In transforming the book into a film, Scott chose to include battle scenes ‘to give the audience the visceral sense of fear.’
‘The book itself didn’t deal very much with the war,’ he explains. ‘It was done entirely through the eyes of the men. The book was set entirely in the hospital and a book can do that, it can describe the emotional impact, but a film has to give the emotional impact to the viewer.’
Because most of the battle scenes were portrayed as flashbacks, cinematographer and Genie nominee Glen Macpherson achieved the nightmarish green film quality by using a technique he discovered during a failed camera experiment he tried while shooting a hockey movie almost 10 years ago.
‘I was trying to do something in camera instead of relying on post,’ says the Vancouver-based dop. ‘I remembered a long time ago we had to shoot in a hockey arena that had mercury vapor lighting, which is really green. I told [the producers] I was going to have to bring in three generators and light the whole arena.
‘Because it was so expensive, the producers asked me if I could just shoot it under that lighting, so I did. The lighting was so green I tried to have the lab correct it back, but [it took] the color out of everybody’s skin and made their lips purple. It just looked awful. So they got the generators and we lit the place.’
To shoot the battle scenes, Macpherson recalled that experience and used a deep green lighting gel (Lee 322) as a filter on the camera. ‘Everyone had the purple lips and had pasty skin,’ he says. ‘It looked really cool.’
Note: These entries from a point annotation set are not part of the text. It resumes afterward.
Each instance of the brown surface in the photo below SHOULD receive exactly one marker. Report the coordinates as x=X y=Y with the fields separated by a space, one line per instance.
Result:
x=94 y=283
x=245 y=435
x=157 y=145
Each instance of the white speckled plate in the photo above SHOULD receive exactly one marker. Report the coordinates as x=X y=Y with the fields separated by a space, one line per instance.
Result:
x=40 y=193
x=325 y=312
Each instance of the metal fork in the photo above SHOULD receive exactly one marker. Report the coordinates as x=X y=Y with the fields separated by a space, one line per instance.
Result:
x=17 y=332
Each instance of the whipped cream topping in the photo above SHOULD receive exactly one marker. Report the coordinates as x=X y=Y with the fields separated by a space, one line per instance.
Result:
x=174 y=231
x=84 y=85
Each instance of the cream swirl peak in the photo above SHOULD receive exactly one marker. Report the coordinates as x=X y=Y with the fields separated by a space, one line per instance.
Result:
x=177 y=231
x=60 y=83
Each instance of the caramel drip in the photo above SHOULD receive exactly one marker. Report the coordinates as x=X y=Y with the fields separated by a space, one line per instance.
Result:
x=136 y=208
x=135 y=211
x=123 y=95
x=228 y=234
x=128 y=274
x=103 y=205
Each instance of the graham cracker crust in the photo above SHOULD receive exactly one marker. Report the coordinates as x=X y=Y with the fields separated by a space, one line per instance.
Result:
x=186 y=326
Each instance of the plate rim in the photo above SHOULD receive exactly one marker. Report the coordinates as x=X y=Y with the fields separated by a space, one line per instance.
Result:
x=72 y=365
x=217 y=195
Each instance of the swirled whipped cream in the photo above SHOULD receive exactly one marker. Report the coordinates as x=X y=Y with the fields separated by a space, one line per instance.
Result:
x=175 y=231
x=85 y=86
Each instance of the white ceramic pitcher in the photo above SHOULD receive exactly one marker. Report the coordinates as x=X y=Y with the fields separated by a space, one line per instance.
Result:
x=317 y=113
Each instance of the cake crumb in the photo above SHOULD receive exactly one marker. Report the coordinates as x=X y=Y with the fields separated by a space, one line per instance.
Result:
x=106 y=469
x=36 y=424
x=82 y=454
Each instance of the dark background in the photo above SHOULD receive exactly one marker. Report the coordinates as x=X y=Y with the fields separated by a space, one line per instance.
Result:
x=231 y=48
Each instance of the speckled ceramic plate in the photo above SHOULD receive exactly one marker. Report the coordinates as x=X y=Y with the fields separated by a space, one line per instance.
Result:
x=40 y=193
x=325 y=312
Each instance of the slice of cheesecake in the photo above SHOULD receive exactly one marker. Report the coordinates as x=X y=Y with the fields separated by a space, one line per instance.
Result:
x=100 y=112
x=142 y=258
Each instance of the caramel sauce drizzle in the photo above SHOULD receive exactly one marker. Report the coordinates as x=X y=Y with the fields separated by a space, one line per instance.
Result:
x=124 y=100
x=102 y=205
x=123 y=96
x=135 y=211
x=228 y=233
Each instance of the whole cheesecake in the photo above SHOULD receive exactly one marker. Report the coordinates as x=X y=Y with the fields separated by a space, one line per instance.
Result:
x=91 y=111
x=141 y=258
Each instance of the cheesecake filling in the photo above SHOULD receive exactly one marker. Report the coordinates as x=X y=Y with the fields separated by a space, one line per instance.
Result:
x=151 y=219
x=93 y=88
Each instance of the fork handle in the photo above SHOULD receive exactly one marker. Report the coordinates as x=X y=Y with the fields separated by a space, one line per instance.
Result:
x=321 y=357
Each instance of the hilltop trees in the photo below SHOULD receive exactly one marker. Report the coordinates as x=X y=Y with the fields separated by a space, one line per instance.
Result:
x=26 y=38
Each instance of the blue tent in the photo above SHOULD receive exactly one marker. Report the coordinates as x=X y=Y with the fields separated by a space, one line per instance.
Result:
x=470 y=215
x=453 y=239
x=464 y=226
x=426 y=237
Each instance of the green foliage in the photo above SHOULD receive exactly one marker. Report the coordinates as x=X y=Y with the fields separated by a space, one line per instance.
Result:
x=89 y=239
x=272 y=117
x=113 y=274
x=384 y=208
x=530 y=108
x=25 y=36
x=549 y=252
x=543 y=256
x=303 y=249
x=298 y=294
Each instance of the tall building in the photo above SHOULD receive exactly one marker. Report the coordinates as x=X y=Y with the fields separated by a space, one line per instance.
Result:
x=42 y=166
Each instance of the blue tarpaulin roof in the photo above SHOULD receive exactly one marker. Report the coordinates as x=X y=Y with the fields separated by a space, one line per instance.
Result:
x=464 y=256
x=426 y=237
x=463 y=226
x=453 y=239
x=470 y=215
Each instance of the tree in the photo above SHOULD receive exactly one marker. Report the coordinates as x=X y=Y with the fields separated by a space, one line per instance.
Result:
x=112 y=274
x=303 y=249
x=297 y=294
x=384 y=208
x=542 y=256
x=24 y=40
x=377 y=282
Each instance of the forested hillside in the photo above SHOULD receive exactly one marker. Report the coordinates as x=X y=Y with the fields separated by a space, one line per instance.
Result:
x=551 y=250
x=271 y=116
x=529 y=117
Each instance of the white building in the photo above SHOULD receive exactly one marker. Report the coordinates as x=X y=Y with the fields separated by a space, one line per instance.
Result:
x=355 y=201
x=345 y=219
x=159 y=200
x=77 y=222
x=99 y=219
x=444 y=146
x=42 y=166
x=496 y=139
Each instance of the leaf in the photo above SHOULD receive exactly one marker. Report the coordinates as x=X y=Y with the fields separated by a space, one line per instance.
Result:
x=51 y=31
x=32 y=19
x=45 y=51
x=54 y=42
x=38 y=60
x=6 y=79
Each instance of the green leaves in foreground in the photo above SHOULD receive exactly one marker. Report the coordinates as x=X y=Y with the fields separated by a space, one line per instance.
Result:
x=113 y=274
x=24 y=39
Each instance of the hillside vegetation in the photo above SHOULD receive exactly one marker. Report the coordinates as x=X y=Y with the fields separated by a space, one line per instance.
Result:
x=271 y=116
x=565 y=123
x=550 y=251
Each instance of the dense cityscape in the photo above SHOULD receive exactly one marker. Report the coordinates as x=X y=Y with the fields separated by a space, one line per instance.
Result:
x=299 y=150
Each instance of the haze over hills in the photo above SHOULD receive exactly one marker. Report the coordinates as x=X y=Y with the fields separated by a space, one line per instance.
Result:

Shooting in the mud of the battlefields was another story. The crew’s first two weeks of shooting in November 1996 took place in Glasgow in sub-zero temperatures, wind, snow, rain and several feet of mud.
‘That was so miserable,’ Macpherson recalls. ‘It’s a good thing we had a crew with a sense of humor.’
While recreating battle scenes in the trenches and on the field surrounded by prosthetic limbs and dummies of dead soldiers and horses, a reminder of how real the scenes once were came one week after shooting began on Armistice Day, when the cast and crew observed two minutes of silence.
Says Scott: ‘You couldn’t help but to feel the power of what we were commemorating.’
Regeneration received its Canadian theatrical release in August through Alliance, which has North American rights.